About Us
We build high-performance foundation models designed to run efficiently across a wide range of environments—from edge devices to large-scale deployments. Our work spans models from ~1B to 100B+ parameters across LLMs, diffusion models, and other modalities, with a strong focus on scalable training, efficient inference, and real-world deployment.
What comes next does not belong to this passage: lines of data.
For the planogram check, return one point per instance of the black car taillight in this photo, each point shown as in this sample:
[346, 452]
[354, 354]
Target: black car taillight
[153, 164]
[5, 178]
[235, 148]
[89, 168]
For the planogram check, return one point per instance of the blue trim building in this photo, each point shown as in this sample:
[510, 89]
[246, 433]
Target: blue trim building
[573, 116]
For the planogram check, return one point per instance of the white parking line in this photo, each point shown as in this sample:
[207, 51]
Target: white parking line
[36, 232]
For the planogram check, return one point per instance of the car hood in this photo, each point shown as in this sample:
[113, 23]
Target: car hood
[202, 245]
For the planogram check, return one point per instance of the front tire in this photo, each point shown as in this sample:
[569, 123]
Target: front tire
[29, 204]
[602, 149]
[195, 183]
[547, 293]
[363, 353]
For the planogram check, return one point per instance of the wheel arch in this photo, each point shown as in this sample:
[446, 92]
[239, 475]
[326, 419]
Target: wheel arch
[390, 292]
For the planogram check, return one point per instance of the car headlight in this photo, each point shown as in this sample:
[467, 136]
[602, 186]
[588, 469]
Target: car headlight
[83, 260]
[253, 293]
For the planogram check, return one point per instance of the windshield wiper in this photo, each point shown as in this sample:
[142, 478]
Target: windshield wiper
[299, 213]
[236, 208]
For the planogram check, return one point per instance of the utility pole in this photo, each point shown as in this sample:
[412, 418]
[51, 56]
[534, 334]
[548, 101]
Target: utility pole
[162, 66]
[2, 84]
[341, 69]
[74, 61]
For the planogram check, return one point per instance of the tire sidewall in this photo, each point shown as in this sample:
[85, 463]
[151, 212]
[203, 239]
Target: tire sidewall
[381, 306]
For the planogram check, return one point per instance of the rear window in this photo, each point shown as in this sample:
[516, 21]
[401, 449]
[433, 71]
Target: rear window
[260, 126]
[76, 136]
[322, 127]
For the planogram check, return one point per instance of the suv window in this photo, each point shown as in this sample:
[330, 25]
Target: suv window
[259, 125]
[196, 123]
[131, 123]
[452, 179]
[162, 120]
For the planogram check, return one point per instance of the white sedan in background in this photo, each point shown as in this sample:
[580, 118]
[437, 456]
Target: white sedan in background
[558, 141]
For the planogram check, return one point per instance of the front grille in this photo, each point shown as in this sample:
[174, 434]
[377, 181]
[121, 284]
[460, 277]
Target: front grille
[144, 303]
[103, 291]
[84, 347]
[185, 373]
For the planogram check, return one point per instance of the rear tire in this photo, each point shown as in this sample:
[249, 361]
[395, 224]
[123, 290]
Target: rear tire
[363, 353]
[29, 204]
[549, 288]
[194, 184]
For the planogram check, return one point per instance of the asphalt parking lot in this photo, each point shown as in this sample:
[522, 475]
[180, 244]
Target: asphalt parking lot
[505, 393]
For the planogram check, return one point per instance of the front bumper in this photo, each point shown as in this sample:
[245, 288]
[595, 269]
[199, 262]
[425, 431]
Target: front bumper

Our Bonsai family of 1-bit and ternary models is designed to dramatically improve the efficiency of modern AI systems, enabling advanced intelligence to run with significantly lower memory usage, latency, and energy consumption across cloud and edge environments.
Role Overview
We are seeking a Senior-level (or higher) AI/ML engineer with expertise in post-training systems to contribute to the development of our post-training platform for Bonsai models. This role focuses on building scalable systems for fine-tuning, reinforcement learning, evaluation, orchestration, and model lifecycle management across cloud infrastructure and partner-hosted environments.
Responsibilities
You will design, build, and optimize platform infrastructure supporting post-training workflows for highly efficient AI models. Core responsibilities include:
- Building scalable systems for fine-tuning, reinforcement learning, evaluation, and post-training workflows for Bonsai models
- Developing infrastructure for data ingestion, dataset preparation, orchestration, artifact storage, logging, telemetry, and cost tracking
- Supporting post-training techniques including LoRA, full fine-tuning, PPO, GRPO, DPO, and related optimization workflows
- Building reliable multi-tenant infrastructure with strong isolation, access control, observability, and production reliability
- Developing systems for model evaluation, benchmarking, experiment tracking, and model lifecycle management
- Collaborating with model, infrastructure, and product teams to improve training efficiency, usability, and deployment readiness
- Translating advances in post-training workflows and AI infrastructure into robust, production-ready platforms
Basic Qualifications
You bring experience building AI/ML infrastructure and post-training systems:
- 5–8+ years of experience in machine learning systems, distributed systems, infrastructure engineering, or related fields
- Strong programming skills in Python and experience building production-quality AI/ML systems
- Hands-on experience building infrastructure for fine-tuning, reinforcement learning, or large-scale AI workflows
- Solid understanding of distributed systems, orchestration, and modern AI/ML pipelines
- Experience deploying AI/ML systems in cloud or production infrastructure environments
- Familiarity with observability, monitoring, and debugging production systems
- Proven ability to mentor and collaborate effectively with other engineers
Preferred Qualifications
You have additional experience aligned with scalable post-training platforms and efficient AI systems:
- Experience building platforms for fine-tuning, reinforcement learning, evaluation, and model management for LLMs or multimodal models
- Familiarity with post-training methods such as LoRA, RLHF, PPO, DPO, GRPO, or related optimization approaches
- Experience working with quantized, compressed, or low-bit models (e.g., 1-bit or ternary representations)
- Familiarity with orchestration systems, multi-tenant infrastructure, API gateways, and production platform operations
- Experience building developer-facing platforms including SDKs, CLIs, APIs, or self-serve tooling
- Experience supporting cloud-based or partner-hosted AI workflows and deployment pipelines
- Contributions to open-source AI infrastructure, tooling, or model training frameworks
Ideal Candidate Profile
You have built or significantly contributed to AI infrastructure platforms that support large-scale post-training workflows. You understand the challenges involved in fine-tuning, reinforcement learning, evaluation, and model management for modern AI systems, and you know how to build reliable, scalable infrastructure around them. You care deeply about usability, efficiency, and developer experience, enjoy solving complex systems problems, and thrive at the intersection of AI models, infrastructure, and real-world deployment.